Relazioni pericolose

I tête-à-tête tra dirigenti Uber e rappresentanti del potere avvenivano spesso in occasione di eventi internazionali come il World economic forum a Davos.

I rapporti di amicizia con chi contava sarebbero stati ‘comprati’ con cospicui finanziamenti alle campagne elettorali.

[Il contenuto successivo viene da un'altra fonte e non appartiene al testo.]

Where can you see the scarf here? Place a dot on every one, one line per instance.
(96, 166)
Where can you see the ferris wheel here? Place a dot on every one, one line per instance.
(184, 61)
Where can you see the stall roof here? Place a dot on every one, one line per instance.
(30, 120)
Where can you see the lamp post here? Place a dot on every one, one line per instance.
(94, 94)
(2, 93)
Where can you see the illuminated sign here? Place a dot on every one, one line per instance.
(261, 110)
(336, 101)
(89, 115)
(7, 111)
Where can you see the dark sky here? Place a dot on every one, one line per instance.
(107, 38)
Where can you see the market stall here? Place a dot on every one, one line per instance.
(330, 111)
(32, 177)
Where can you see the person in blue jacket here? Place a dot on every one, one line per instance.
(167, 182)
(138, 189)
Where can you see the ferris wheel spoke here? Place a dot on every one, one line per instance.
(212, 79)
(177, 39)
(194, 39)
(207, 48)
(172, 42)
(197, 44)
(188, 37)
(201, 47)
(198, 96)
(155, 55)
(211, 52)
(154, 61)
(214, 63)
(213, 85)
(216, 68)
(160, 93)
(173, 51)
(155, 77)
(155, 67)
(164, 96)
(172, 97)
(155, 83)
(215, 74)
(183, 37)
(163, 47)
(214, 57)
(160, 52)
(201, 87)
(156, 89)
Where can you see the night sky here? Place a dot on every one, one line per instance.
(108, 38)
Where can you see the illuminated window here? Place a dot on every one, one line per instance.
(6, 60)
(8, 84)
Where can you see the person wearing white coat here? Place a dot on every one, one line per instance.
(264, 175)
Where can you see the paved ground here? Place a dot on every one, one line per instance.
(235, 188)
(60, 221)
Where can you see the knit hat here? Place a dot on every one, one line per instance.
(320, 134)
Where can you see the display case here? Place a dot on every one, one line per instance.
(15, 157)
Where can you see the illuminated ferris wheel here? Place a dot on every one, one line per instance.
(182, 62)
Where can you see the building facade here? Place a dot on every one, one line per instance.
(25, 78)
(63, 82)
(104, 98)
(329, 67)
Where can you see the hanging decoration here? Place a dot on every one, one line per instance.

In quattro anni Uber avrebbe speso almeno novanta i milioni di euro in campagne di lobbying per ingraziarsi i partiti politici e i governi.

La talpa

A svelare i segreti della multinazionale è stato Mark MacGann, chief policer di Uber tra il 2014 e il 2016. «Ero io la persona responsabile di parlare e influenzare i governi» ha dichiarato lo stesso Mark MacGann alle telecamere del Guardian, uno dei quotidiani che ha partecipato al lavoro d’indagine. «Ero sempre io a spingere una certa narrazione sui media. Sempre io dicevo alle persone di cambiare le regole perché avrebbero beneficiato i driver e avrebbero creato maggiori opportunità per l’economia. Tutto ciò si è dimostrato una bugia. Abbiamo venduto alle persone una bugia. Come si fa ad avere una coscienza pulita con un peso del genere?».

La presa di posizione di Uber

Commentando l’inchiesta, gli attuali vertici di Uber non si sono nascosti dietro un dito. Hanno ammesso che in passato sono stati commessi «errori e passi falsi», ma hanno pure chiarito che nel frattempo l’azienda si è trasformata.

In effetti i fatti al centro dell’inchiesta risalgono al periodo in cui Uber era gestita dal co-fondatore Travis Kalanick, costretto poi a dimettersi nel 2017 dagli azionisti proprio per le sue azioni spregiudicate.

 «Non creeremo scuse per comportamenti passati che chiaramente non sono in linea con i nostri valori attuali – ha dichiarato  l’attuale amministratore delegato, Dara Khosrowshahi – chiediamo invece al pubblico di giudicarci da ciò che abbiamo fatto negli ultimi cinque anni e da ciò che faremo negli anni a venire».

Gli autori dell’inchiesta

Gli Uber files sono stati pubblicati dall’International Consortium of Investigative Journalists, una rete internazionale indipendente composta da seicento giornalisti e centocinquanta testate in tutto il mondo.

Tra le indagini pubblicate finora dal consorzio, figurano i i Panama Papers, vincitori del premio Pulitzer e i più recenti Pandora Papers, tornati recentemente alla ribalta per gli affari offshore di Zelensky.